Hausse des taxes pour les étrangers : vers un droit au séjour réservé aux plus riches ?

À partir de janvier 2026, les étrangers, dont les ressortissants maghrébins, devront débourser beaucoup plus pour obtenir un titre de séjour, un visa long séjour ou la nationalité française. Derrière cette décision budgétaire du gouvernement se joue un débat de fond sur l’égalité d’accès aux droits et la politique migratoire de la France.

Publié : 28 octobre 2025 à 13h28 par La Rédaction

Carte de séjour
Crédit : DR

Des hausses qui frappent fort ! Le projet de loi de finances 2026, et plus précisément son article 30, prévoit une augmentation marquée des taxes et droits de timbre liés à l’immigration. Selon La Voix du Nord, qui a révélé ces chiffres le 27 octobre, cette hausse toucherait directement les titres de séjour, les visas de long séjour et les démarches de naturalisation. Concrètement, l’obtention ou le renouvellement d’un titre de séjour passerait de 200 à 300 euros, soit une hausse de 50 %.

Le même tarif s’appliquerait aux visas de long séjour équivalant à un titre de séjour. Pour certains publics – étudiants, jeunes au pair, chercheurs ou bénéficiaires d’une protection humanitaire –, le coût serait ramené à 100 euros, tandis que les premières délivrances pour des personnes vulnérables resteraient gratuites.

Le droit de timbre grimperait, lui, de 25 à 50 euros, et certaines démarches administratives atteindraient 255 euros de timbre fiscal, à régler exclusivement en ligne. La naturalisation deviendrait également plus coûteuse : 300 euros au lieu de 200, dont 100 non remboursables en cas de refus du dossier.
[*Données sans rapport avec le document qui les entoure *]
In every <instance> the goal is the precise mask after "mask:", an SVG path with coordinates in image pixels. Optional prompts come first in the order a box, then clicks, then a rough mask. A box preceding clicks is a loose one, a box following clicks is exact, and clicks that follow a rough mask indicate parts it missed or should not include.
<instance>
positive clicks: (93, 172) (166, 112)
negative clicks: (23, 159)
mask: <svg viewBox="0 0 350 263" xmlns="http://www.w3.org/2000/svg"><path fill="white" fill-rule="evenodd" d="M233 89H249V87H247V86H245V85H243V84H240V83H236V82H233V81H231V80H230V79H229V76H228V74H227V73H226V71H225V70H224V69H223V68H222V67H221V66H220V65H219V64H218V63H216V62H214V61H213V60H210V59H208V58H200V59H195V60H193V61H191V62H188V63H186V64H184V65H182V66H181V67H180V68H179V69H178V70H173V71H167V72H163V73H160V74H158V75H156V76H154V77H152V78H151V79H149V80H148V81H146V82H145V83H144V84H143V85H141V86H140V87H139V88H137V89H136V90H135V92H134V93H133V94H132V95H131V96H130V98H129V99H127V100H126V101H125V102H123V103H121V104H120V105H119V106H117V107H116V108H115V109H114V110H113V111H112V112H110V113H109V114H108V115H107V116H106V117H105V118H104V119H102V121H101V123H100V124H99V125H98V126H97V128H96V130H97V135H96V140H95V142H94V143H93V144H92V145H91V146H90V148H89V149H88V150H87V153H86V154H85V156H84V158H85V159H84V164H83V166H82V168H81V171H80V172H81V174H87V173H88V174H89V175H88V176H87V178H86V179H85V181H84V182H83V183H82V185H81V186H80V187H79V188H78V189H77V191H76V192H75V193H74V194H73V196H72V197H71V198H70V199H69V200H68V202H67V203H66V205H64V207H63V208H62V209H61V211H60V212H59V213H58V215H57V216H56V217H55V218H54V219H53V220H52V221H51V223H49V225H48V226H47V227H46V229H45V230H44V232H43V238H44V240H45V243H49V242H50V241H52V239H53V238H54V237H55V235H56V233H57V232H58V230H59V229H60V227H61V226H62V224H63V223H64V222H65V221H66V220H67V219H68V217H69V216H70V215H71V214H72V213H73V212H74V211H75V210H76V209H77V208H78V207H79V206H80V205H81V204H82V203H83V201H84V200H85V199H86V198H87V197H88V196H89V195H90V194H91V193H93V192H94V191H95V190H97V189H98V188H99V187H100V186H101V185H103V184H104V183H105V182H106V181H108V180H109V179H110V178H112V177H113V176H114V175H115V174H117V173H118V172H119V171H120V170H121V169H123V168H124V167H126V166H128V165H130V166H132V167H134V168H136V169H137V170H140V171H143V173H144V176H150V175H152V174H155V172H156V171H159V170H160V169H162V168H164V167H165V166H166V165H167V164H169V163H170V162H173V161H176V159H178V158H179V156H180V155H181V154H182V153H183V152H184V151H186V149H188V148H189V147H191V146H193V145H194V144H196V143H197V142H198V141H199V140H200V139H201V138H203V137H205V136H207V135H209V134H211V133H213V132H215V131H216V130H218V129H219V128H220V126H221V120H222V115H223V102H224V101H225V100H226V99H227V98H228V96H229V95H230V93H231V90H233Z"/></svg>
En tout, une demande de naturalisation représenterait 555 euros contre 255 actuellement.

Selon le gouvernement, ces hausses viseraient à « rapprocher la France de la moyenne européenne » et devraient générer 160 millions d’euros de recettes supplémentaires.

La colère des associations

Pour les associations de défense des droits des étrangers, ces nouvelles taxes sont un signal inquiétant. La Cimade dénonce un dispositif qui « propose de faire payer des montants exorbitants aux personnes étrangères pour leur droit au séjour ». Le Gisti, le Syndicat des avocats de France (SAF) et plusieurs collectifs parlent même d’un « racket institutionnel »

Selon eux, le gouvernement transforme un droit fondamental en source de revenus. « Une fois de plus, le gouvernement franchit, au travers de ces dispositions, un pas supplémentaire dans sa politique de dissuasion, de précarisation et d’exclusion des personnes étrangères », dénonce encore la Cimade.

Les associations rappellent que la France figure déjà parmi les pays d’Europe où le coût du droit au séjour est le plus élevé. Elles alertent sur les conséquences humaines : des familles séparées faute de pouvoir renouveler un titre, des salariés licenciés pour absence de régularisation, des étudiants contraints d’abandonner leurs études.

Des étudiants étrangers exclus des APL

L’inquiétude ne s’arrête pas là. L’article 67 du même projet de loi prévoit la suppression des Aides personnalisées au logement (APL) pour les étudiants étrangers non européens et non boursiers. Une mesure qui, selon la Cimade, permettrait « d’exclure des APL la quasi-totalité des étudiant·es étranger·es extra-européen·nes ».

L’association y voit une « préférence nationale dans l’aide au logement » et prévient que plus de 300 000 étudiants risquent de perdre leurs droits. Une pétition rassemblant déjà 40 000 signatures circule pour dénoncer ce qu’elle considère comme une mesure discriminatoire.

Le droit au séjour, un luxe administratif

Derrière la justification budgétaire, les associations voient se dessiner une logique d’exclusion. En augmentant les taxes et en restreignant les aides, le gouvernement rend plus difficile l’accès au séjour pour les plus précaires.

Pour ces organisations, cette politique « n’encourage pas l’intégration mais nourrit la précarité et le sentiment d’exclusion ». Le droit au séjour devient un luxe administratif, et la naturalisation, un objectif inaccessible pour des milliers de personnes pourtant installées et actives en France.

Elles appellent l’État à revoir sa copie et à garantir un accès équitable aux droits fondamentaux. Comme le rappelle La Cimade, « l’obtention d’un titre de séjour ou de la nationalité française ne doit pas dépendre du revenu, mais du respect des principes d’égalité et de dignité ».